POSTECH EPIC Lab

Welcome to EPIC LAB at POSTECH EE

Embedded Processor & Intelligent Computing (EPIC) LAB is a research group in the department of Electrical Engineering at Pohang University of Science and Technology (POSTECH), Pohang, Korea. With enthusiastic members, EPIC LAB enables the optimized HW/SW building blocks in modern application-specific embedded processors for various intelligent computing workloads. 

Our research interests cover cross-disciplinary topics including algorithms, architectures, and system-on-chip (SoC) designs. Currently, we are focusing on developing the advanced deep learning processor for on-device AI processing, the high-performance baseband processor for next-generation communications, and the energy-optimized IoT platform for human-centric applications.


Latest News

[2025/01] Our paper entitled "AMC: Adaptive mixed compression for ML models based on block-wise sensitivity," has been accepted for presentation at the 2025 IEEE International Symposium on Circuits and Systems (ISCAS 2025).

[2025/01] Our research on the ML-based demosaicing algorithm has recieved the Best Poster Award at the 7th Annual Winter Conference of ISE.

[2024/12] Our paper entitled "Energy-efficient flexible RNS-CKKS processor for FHE-based privacy-preserving computing" has been accepted for publication in the IEEE Journal of Solid-State Circuits.

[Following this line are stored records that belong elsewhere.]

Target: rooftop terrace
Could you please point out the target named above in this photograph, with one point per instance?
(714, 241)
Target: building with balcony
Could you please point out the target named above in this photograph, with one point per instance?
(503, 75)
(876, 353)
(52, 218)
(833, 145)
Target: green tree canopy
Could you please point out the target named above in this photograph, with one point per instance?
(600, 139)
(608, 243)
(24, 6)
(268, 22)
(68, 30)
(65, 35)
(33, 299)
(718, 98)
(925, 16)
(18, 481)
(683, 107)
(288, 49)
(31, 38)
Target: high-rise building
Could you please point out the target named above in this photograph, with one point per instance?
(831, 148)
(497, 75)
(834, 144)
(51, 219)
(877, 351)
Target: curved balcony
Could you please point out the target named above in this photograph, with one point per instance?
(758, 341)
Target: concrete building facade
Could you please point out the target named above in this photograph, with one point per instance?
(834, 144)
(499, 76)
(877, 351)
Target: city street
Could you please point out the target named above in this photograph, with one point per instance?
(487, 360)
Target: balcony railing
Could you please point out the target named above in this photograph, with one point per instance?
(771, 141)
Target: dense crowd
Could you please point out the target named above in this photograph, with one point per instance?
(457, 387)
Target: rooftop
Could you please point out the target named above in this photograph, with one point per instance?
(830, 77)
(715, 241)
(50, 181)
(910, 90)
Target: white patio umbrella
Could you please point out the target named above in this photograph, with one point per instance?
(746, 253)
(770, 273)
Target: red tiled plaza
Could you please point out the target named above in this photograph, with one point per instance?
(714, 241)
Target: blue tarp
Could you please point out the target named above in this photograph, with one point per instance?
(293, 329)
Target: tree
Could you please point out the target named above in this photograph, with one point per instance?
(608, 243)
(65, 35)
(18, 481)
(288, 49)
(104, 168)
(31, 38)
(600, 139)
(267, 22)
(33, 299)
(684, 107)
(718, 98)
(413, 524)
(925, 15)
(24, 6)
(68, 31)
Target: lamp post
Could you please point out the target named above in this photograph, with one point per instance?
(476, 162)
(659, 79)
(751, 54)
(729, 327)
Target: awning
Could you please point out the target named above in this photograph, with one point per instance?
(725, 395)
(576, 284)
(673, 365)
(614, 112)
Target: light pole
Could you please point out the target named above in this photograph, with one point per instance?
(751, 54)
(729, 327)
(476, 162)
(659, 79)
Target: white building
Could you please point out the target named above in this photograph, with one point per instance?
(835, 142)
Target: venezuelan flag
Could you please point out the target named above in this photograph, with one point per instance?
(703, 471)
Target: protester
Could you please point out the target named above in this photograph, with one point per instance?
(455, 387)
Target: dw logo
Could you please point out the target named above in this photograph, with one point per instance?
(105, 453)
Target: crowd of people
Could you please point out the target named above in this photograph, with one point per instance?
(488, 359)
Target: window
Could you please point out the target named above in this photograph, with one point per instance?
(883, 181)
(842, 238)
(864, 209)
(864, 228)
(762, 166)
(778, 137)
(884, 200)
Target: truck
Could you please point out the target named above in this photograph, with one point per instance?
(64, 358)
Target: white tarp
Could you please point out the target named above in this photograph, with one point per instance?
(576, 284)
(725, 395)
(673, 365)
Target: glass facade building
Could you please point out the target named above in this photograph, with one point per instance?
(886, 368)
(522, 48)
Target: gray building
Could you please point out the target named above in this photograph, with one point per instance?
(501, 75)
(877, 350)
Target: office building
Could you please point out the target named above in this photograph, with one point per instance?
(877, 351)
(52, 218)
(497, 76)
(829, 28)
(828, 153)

[2024/11] Our paper entitled "High-performance and low-complexity multi-touch detection for variable ground states" has been accepted for publication in the IEEE Sensors Journal.

[2024/11] Our paper entitled "FIGLUT: An energy-efficient accelerator design for FP-INT GEMM using look-up tables" has been accepted for presentation at the 2025 IEEE International Symposium on High-Performance Computer Architecture (HPCA 2025).

[2024/11] Our paper entitled "Panacea: Novel DNN accelerator using accuracy-preserving asymmetric quantization and energy-saving bit-slice sparsity" has been accepted for presentation at the 2025 IEEE International Symposium on High-Performance Computer Architecture (HPCA 2025).

[2024/10] Our paper entitled "mDARTS: Searching ML-based ECG classifiers against membership inference attacks" has been accepted for publication in the IEEE Journal of Biomedical and Health Informatics.